As of late May, the buildings had not been tested for air leakage with a blower door. Kvien said that would take place after all the insulation had been installed and both before and after drywall is hung.
- An energy-recovery ventilator for whole-house ventilation, plus an experimental liquid desiccant system designed to cope with Tifton’s warm and humid climate. Kvien said desiccant systems are used in many commercial buildings and that the one in the Tifton house was in the very early stages of testing.
- Double-glazed low-e casement windows with a solar heat-gain coefficient of 0.18.
- LED lighting, energy-efficient appliances, water-saving fixtures, and a gray-water irrigation system.
- Features to make the house accessible, including wide doors, a wheelchair lift, and zero-threshold shower stalls.
Kvien estimates basic construction costs at between $130 to $150 per sq. ft. Features such as the wheelchair lift, wider stairs, a sprinkler system, and data-collection sensors added another $35 to $45 per sq. ft.

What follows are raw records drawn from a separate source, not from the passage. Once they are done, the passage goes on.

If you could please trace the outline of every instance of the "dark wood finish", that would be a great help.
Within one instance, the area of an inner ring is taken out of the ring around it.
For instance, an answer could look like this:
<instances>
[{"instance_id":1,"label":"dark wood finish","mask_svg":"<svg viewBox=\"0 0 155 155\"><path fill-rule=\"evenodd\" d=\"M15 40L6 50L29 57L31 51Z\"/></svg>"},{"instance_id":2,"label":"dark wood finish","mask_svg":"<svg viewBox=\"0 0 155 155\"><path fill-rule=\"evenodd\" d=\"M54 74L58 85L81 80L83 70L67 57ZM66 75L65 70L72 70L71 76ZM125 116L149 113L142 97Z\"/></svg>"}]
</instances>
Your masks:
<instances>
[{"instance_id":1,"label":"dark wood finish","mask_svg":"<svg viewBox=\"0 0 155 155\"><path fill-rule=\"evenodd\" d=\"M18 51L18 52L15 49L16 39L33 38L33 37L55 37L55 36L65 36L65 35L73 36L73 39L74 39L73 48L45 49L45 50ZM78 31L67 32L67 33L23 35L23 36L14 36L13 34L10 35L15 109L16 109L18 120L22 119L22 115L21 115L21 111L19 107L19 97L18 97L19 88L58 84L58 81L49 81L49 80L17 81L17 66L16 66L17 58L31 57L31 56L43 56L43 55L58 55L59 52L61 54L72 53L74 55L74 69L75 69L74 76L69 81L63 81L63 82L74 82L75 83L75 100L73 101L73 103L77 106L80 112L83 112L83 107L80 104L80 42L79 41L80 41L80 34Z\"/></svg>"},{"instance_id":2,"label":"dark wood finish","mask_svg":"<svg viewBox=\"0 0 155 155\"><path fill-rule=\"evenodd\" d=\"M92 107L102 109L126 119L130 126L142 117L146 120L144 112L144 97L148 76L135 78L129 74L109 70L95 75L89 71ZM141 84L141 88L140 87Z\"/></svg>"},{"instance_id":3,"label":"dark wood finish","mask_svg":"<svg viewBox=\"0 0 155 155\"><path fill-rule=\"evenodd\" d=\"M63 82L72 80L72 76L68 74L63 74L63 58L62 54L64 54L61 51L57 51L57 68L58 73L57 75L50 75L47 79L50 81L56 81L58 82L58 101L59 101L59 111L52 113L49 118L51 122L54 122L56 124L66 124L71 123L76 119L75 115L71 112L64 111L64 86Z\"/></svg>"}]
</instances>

Planting edibles in addition to flowers
The main house and the carriage house are key parts of the Future Farmstead, but they’re not the only ones. The project also includes an “edible landscape,” with blueberry bushes, frost-tolerant lemon and tangerine trees, and a variety of disease-resistant fruits and vegetables. Edible plantings are interspersed with flowers in raised beds around the house in the hope of having something blooming every day of the year.
In addition, there’s an adjacent 2-acre pond for a variety of fish species and water birds. A 1300-sq.-ft. deck built in the shape of a leaf will serve classes in water quality, aquaculture, and ecology.
The campus also has an extensive communication and control system, another of Kvien’s interests. Sensors monitor temperature, moisture, sound, and a number of other variables, and they can be used to control functions such as irrigation. The system can be monitored through a smartphone, tablet, or computer via the local wireless network.
This 3400-sq.-ft. net-zero-energy house on the Tifton campus of the University of Georgia is part of a project called Future Farmstead.